Understanding the problem
In St. Cloud, we discovered the extent of the lack of understanding by Muslim Leaders of how islamophobia is deeply rooted in schools, housing facilities, work offices, etc. We also reached clarity over the community’s overwhelming feeling of paralysis in proactively responding to these issues. Prior to the project, we understood it as the result of Internalized Islamophobia which cripples Muslims to accept and feel overwhelmed by the impacts of Islamophobia. This was exacerbated by the Trump Presidency due to an increase in outspoken violence toward the community. As a result, our goals of creating a resilient community and the importance of using methods of healing and understanding as key methods to build strong communities became clear. Furthermore, when 400 Muslim workers in the Pilgrims Chicken plant in Cold Spring, Minnesota worked despite contracting and having signs of COVID-19, we saw how fears became evident when employees did not want to challenge the company even when promised confidentiality. However, 5 brave employees worked with us to file OSHA Complaints resulting in immediate changes and relief to all workers regardless of being part of the Muslim Community.

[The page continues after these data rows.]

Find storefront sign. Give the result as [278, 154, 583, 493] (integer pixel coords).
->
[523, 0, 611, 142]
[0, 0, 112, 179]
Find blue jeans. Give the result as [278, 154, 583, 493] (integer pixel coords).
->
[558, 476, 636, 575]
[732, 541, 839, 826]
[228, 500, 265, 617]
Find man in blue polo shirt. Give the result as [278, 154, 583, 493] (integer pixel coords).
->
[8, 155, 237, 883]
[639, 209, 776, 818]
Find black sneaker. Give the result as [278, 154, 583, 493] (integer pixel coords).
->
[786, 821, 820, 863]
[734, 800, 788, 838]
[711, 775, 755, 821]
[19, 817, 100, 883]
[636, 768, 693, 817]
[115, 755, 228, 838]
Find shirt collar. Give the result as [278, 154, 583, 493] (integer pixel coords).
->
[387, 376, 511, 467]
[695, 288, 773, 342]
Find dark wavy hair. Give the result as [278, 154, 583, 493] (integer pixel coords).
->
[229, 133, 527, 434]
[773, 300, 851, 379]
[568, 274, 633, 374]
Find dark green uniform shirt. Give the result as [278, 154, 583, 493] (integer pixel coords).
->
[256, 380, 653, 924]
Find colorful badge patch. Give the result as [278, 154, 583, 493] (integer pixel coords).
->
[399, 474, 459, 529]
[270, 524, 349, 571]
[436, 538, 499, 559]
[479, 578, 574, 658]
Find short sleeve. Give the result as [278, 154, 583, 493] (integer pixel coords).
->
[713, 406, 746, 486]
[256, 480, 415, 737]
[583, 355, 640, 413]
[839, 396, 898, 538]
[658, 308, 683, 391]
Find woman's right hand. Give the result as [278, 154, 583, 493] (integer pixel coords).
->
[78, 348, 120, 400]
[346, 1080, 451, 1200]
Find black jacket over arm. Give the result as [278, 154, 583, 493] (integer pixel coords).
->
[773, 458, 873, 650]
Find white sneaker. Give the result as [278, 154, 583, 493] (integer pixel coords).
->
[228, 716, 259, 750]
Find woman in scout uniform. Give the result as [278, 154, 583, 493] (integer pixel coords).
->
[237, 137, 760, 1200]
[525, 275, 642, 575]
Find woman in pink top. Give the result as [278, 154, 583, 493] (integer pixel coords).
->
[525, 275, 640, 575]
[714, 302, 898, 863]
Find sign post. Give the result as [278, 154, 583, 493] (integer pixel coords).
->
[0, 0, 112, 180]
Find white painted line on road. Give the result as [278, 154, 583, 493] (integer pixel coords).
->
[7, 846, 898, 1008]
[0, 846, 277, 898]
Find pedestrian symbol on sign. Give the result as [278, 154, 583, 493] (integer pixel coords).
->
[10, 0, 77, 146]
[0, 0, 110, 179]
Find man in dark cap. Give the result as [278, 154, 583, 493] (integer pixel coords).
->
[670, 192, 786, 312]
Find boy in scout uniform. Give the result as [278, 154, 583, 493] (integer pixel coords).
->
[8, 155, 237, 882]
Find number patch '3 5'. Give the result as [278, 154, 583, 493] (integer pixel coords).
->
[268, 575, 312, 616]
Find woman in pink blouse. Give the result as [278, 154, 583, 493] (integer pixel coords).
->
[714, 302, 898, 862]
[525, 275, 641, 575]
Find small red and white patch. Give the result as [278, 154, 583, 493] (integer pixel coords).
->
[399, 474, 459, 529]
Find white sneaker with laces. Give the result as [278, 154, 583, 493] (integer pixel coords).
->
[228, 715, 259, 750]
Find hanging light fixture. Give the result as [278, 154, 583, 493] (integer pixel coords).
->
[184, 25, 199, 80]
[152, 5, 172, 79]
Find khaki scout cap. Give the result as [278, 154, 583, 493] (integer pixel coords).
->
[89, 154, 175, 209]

If you could do it all over again...
It is important to comprehend that rural communities have a different pace when engaging in proactive initiatives. We were blinded to this difference of paces, because of our usual hyper-response engagements which often came due to crisis response. Therefore, when building, we have to move at a much slower pace. Additionally, recognize the limited capacity that many in these communities have and respond to those challenges as part of the growth of the project and its outcomes. Therefore, we have learned to be more patient in our responses.
One last thought
CAIR-MN’s civil rights department protected and monitored cases of discrimination arising from the unprecedented and rapidly-changing circumstances of the pandemic, including in the areas of provision of services, public and worker safety policies, and bias-motivated crimes targeting immigrants and other minorities. We scaled up anti-bias efforts and awareness campaigns to impact communities in the St. Cloud area as well as advocated for victims of hate crimes. CAIR-MN, along with Propel Nonprofits, secured $250,000 in funding on behalf of 43 Mosques from the Minnesota Disaster Recovery Fund facilitated through the Minnesota Council on Foundations. We also offered training with the partnership of MCN and limited support for filing for federal programs to minority nonprofits. During lockdown, CAIR-MN brought on 3 new hires, a Community Advocacy Manager and a Deputy Director, and a talented young graduate for the greater Minnesota staff. We also worked with the St. Cloud Muslim Community and their allies to advocate for a new community building as it was going through the city council process to pass a new land use zoning requirement which had previously faced hostility and denial.